Randomised Clinical Outcome Studies Designed to Address the Clinically Important Questions
In reality the adoption of any new index will be based on large randomised clinical trials with hard outcome end-points. But for clinicians to be able to translate the results of these studies to the patients they treat the trials must include patients in which physiological assessment is routinely made in clinical practice.
Prior to the Adenosine Vasodilator Independent Stenosis Evaluation (ADVISE) registry FFR had never been systematically studied in clinically relevant patient populations.44 The mean FFR values in the Fractional Flow Reserve versus Angiography for Guiding Percutaneous Coronary Intervention (FAME) and FAME II studies were 0.71 and 0.64, respectively; significantly lower than mean FFR values in contemporary studies that have included intermediate lesions.24,44 This suggests that the FAME populations are significantly different from the patients we assess in clinical practice today.
To address this, iFR clinical outcome studies have been designed to centre on clinically relevant patient populations. Their inclusion and exclusion criteria are aimed at truly capturing the patients in whom physiology is performed in clinical practice. As a result, regardless of iFR, DEFINE-FLAIR (NCT02053038, see Figure 4) and iFR SWEDEHEART (NCT02166736) will provide the first and largest prospective real-world randomised controlled trial database for FFR in clinically relevant patient populations.
In addition there are several other unique aspects of these studies that will have direct clinical impact:
DEFINE-FLAIR and iFR SWEDEHEART will therefore provide a definitive prospective assessment of the role of both iFR and FFR in clinical practice and address some of the major uncertainties hitherto unaddressed in this field.
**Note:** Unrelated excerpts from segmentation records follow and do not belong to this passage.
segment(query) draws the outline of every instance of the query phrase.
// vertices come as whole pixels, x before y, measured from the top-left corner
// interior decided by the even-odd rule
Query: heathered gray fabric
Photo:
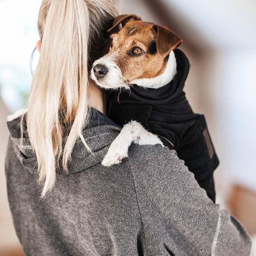
[[[120,128],[100,113],[93,119],[83,135],[94,156],[78,142],[70,174],[61,170],[39,202],[29,140],[20,152],[19,119],[8,124],[8,198],[26,255],[250,255],[244,228],[208,198],[175,151],[133,144],[121,164],[103,166]]]

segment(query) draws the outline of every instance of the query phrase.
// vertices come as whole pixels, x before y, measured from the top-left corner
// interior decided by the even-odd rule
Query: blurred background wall
[[[41,0],[0,0],[0,255],[19,255],[7,203],[6,116],[22,107],[39,39]],[[120,13],[168,27],[181,36],[191,69],[185,84],[195,112],[206,116],[220,164],[217,203],[256,234],[256,2],[119,0]],[[36,54],[36,66],[39,55]],[[255,249],[253,249],[255,250]],[[9,254],[8,254],[9,253]],[[16,253],[16,254],[15,254]],[[256,251],[252,253],[256,255]],[[254,254],[253,254],[254,253]]]

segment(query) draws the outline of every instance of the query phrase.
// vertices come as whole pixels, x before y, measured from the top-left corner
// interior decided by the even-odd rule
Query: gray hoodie
[[[7,123],[8,198],[27,256],[249,256],[244,228],[207,197],[175,150],[132,144],[111,167],[101,161],[120,130],[98,112],[76,143],[69,174],[39,201],[36,158],[18,117]]]

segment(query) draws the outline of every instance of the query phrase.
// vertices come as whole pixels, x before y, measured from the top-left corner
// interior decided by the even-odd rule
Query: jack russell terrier
[[[182,40],[134,15],[118,16],[108,32],[113,33],[109,51],[94,62],[91,76],[112,89],[109,116],[124,126],[102,164],[120,162],[132,142],[160,143],[176,150],[214,201],[212,174],[219,160],[204,116],[193,112],[183,91],[189,62],[177,49]]]

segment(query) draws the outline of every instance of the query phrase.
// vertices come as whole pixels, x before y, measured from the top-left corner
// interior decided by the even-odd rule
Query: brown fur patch
[[[159,36],[155,26],[151,22],[131,20],[119,33],[111,36],[112,46],[107,56],[114,57],[128,81],[153,78],[164,71],[167,59],[166,56],[163,56],[156,51],[155,44]],[[141,49],[143,53],[138,56],[133,54],[135,47]]]

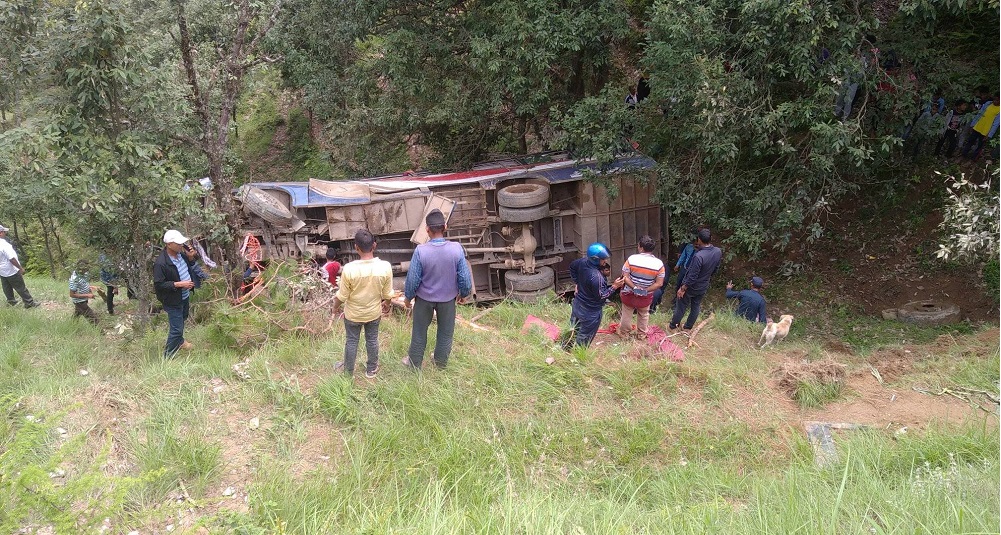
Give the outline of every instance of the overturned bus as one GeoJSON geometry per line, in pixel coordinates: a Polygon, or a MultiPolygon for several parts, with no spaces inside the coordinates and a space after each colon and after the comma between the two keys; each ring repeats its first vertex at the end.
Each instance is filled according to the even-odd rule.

Regardless of the current debate upon the physiology of basal versus hyperaemia indices the data from these studies will definitively answer if hyperaemia is still required to safely assess stenosis severity and guide revascularisation. Given the simplicity and reduced uncertainty of iFR assessment they therefore have the potential to dramatically increase the adoption of physiology, finally permitting realisation of the clear health and cost benefits of such an approach.